The best phrase I have heard to describe Umphrey’s sound is “aggressive progressive.” The band writes complex compositions reminiscent of progressive rockers like Frank Zappa and King Crimson, without sacrificing lyricism and soul. Other songs can sound like pop songs, with weighty lyrics and memorable riffs, but developed well beyond the typical confines of a radio hit. In the studio and in performance, they make full use of accents, mixed meters, key changes, alternate chord progressions, and silence in a way that reminds me of Steely Dan’s finest work.
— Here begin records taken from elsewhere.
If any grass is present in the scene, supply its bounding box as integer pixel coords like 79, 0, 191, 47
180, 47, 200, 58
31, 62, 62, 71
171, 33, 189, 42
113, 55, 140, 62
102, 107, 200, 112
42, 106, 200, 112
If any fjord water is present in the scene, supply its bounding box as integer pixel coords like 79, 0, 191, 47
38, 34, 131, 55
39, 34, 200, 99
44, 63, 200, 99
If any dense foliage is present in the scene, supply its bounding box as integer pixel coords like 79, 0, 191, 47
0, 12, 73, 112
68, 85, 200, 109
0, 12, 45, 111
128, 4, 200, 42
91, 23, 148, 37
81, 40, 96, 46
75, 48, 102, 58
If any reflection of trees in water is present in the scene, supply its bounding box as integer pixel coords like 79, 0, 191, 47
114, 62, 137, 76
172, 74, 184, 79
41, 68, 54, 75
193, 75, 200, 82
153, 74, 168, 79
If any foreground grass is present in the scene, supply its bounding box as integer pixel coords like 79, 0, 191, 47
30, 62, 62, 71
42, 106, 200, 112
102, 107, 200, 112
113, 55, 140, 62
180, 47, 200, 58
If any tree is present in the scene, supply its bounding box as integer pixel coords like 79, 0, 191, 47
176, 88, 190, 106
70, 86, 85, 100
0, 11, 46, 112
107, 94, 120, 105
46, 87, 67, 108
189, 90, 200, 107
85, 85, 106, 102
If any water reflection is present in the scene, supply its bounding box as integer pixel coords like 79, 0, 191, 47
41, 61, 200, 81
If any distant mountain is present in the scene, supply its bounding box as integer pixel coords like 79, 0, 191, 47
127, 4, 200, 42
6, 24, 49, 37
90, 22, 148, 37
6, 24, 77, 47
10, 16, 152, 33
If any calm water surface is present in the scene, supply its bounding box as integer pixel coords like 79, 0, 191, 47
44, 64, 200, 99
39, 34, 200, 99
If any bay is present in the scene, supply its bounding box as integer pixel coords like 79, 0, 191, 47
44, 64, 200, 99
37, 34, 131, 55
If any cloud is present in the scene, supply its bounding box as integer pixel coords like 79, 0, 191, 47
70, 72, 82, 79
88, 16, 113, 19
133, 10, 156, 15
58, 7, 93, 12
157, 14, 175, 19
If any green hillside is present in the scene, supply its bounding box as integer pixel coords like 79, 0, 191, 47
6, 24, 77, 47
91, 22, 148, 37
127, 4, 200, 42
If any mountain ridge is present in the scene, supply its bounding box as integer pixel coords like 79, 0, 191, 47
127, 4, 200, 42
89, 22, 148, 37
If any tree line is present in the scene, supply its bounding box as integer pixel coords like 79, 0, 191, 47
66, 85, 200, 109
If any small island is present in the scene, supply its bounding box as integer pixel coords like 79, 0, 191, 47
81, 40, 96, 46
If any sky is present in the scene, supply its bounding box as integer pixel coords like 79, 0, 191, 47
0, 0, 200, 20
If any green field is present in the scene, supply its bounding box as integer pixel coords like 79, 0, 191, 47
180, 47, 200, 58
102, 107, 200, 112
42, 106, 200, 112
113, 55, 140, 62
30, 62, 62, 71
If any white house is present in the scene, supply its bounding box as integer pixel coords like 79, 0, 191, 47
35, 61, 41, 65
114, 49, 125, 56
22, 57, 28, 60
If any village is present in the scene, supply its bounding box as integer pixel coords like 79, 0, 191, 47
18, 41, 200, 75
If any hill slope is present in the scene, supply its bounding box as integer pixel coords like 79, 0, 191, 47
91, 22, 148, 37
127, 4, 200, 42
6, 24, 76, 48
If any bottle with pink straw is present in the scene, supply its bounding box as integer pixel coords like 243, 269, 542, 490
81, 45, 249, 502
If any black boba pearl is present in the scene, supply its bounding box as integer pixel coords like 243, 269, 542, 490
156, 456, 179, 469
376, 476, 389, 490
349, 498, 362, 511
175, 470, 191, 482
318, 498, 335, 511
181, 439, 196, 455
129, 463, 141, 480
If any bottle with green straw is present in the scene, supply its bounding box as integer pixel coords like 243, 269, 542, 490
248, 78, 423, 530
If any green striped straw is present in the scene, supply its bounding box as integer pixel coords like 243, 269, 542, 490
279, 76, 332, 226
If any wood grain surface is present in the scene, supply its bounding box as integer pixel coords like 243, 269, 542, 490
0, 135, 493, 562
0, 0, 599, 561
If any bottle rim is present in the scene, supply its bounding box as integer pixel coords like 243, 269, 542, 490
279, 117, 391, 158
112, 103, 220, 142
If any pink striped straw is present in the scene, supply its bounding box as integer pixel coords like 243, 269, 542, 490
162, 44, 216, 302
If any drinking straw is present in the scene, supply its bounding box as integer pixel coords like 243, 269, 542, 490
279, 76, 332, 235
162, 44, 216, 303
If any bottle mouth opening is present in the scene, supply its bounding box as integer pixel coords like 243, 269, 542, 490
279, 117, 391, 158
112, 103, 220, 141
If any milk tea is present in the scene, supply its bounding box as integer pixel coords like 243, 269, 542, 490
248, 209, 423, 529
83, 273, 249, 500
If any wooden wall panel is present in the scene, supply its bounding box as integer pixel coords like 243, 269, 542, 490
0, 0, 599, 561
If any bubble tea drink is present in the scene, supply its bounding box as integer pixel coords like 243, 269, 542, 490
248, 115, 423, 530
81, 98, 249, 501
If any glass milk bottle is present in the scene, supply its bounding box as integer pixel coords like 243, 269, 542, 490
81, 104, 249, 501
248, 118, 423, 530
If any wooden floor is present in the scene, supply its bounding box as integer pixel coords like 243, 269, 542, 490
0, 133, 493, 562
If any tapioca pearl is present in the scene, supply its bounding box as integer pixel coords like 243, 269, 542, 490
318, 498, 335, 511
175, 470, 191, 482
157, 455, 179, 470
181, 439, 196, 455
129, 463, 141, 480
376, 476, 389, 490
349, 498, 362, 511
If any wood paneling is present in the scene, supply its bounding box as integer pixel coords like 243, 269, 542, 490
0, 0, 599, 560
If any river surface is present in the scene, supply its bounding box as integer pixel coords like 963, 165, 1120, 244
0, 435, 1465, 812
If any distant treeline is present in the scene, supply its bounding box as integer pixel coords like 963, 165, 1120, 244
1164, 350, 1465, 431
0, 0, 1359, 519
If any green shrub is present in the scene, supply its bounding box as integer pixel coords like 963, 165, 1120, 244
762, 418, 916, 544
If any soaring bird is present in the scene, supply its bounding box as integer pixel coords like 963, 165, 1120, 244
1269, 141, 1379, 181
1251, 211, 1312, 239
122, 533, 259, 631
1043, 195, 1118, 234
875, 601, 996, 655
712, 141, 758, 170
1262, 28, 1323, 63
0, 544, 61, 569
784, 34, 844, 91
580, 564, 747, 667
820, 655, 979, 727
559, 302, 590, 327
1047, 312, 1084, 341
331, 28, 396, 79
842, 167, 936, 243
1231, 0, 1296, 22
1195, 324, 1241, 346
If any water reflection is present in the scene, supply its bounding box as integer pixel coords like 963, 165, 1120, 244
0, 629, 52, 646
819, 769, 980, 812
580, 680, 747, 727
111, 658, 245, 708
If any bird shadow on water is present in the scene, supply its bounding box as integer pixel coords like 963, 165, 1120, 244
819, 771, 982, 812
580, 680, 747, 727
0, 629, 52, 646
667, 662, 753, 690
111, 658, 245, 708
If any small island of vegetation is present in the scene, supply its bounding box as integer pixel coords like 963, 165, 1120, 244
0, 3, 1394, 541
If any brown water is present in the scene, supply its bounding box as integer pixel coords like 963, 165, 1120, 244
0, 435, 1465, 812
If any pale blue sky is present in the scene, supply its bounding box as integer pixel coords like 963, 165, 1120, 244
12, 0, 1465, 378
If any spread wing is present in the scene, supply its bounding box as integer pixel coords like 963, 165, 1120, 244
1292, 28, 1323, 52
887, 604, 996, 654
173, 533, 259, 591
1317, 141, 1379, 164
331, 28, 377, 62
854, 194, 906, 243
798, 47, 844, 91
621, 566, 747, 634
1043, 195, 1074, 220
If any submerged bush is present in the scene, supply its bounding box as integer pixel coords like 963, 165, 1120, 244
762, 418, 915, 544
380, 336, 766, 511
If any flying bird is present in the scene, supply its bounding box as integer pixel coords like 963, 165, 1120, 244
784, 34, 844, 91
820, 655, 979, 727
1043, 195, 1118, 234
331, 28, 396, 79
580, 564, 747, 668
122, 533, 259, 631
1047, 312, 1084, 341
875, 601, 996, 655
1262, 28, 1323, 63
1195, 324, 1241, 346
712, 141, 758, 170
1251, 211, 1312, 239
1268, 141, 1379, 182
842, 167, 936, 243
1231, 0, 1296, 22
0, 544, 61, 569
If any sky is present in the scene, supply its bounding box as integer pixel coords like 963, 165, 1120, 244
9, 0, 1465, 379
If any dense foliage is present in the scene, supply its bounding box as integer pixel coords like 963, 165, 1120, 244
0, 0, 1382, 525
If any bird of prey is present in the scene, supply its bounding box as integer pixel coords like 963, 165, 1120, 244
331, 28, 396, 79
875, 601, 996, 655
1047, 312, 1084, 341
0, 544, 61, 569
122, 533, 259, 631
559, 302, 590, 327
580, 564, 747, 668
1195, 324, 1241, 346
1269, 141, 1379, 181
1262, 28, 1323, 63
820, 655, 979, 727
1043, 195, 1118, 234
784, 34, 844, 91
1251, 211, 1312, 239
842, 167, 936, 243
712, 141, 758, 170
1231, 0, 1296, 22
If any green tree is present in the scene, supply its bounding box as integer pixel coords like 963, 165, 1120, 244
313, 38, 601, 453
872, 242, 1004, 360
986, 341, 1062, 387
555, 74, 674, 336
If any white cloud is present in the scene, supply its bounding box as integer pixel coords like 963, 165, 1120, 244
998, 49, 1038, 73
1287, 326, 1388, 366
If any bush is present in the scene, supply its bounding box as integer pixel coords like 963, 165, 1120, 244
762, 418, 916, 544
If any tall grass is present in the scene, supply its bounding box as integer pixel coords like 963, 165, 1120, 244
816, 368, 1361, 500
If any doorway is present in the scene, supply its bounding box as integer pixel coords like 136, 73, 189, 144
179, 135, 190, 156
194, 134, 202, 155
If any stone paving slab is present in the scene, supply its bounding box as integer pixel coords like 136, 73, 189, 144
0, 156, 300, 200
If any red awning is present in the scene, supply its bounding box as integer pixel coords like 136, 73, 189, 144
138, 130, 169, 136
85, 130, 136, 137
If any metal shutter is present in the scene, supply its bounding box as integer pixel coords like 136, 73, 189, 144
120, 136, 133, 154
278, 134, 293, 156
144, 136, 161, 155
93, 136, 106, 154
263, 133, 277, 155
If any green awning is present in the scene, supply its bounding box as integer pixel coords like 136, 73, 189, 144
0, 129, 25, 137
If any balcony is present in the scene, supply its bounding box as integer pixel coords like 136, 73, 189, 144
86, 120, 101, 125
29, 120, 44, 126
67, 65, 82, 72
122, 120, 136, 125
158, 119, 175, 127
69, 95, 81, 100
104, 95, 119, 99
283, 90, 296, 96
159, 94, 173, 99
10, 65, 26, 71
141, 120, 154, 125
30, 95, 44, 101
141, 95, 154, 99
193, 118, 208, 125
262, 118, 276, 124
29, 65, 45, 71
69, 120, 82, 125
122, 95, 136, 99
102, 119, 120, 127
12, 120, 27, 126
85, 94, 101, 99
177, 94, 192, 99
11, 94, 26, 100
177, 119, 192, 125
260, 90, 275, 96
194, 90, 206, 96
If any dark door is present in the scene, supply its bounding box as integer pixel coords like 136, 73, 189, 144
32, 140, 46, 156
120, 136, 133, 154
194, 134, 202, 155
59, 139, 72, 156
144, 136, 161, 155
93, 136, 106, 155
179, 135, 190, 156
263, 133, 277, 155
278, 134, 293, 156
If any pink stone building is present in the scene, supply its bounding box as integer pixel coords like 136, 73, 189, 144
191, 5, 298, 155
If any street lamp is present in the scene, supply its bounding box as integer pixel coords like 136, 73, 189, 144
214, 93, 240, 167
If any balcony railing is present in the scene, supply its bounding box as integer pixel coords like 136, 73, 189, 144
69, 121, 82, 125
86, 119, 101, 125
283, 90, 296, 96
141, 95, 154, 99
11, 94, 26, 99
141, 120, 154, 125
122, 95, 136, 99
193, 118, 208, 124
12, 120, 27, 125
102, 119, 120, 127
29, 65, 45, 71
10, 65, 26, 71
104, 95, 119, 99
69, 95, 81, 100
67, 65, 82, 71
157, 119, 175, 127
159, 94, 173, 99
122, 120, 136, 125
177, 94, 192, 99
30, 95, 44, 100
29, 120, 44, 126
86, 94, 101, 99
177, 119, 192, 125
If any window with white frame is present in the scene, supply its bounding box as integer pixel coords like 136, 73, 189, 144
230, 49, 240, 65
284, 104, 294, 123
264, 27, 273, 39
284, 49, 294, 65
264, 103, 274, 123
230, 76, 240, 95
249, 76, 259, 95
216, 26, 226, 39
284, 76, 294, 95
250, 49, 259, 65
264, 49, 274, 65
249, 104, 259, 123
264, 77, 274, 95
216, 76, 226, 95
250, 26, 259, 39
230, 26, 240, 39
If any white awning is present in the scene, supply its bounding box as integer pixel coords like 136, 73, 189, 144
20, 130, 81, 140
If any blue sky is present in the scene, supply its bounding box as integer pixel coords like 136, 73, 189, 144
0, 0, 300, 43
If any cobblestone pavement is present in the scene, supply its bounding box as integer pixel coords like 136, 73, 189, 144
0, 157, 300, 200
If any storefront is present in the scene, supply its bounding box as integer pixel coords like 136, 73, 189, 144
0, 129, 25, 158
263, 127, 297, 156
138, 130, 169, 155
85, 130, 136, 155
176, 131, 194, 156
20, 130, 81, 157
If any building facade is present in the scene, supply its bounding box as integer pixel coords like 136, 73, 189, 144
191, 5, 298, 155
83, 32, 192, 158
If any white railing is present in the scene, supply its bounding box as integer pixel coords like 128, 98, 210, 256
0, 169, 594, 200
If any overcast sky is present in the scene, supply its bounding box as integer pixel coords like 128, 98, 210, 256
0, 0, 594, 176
Brendan Bayliss (photo by Dale Chapman)
Brendan Bayliss (photo by Dale Chapman)

As with most “jambands,” Umphrey’s McGee is best experienced live in concert. They play with authority and precision, but not without emotion. One set can feature moments of deep funk, dank reggae, metal mayhem and uptempo electronica woven into the fabric of a song or as a transition from one song to another. Their improvisations are semi-planned, with a basic structure laid out in advance and on-stage direction guiding the creation of new music in the moment. Some of these moments develop into glorious peaks, some are quickly left behind for a new groove, and some are revisited at future shows, given lyrics, even worked into full songs in the studio after being born on stage.

This is not a band for everyone. They throw a lot at you in a short period of time, so it’s been hard for me to win my friends over. But my buddy Scott enjoyed the Crystal Ballroom show more than the last one he saw at Roseland two years ago. And I even caught my wife singing along to Liquid in the car. For me, they do everything right. The encore of Shine On You Crazy Diamond puts last week’s show near the top of my list, but I think my favorite Umphrey’s McGee show will always be my next one.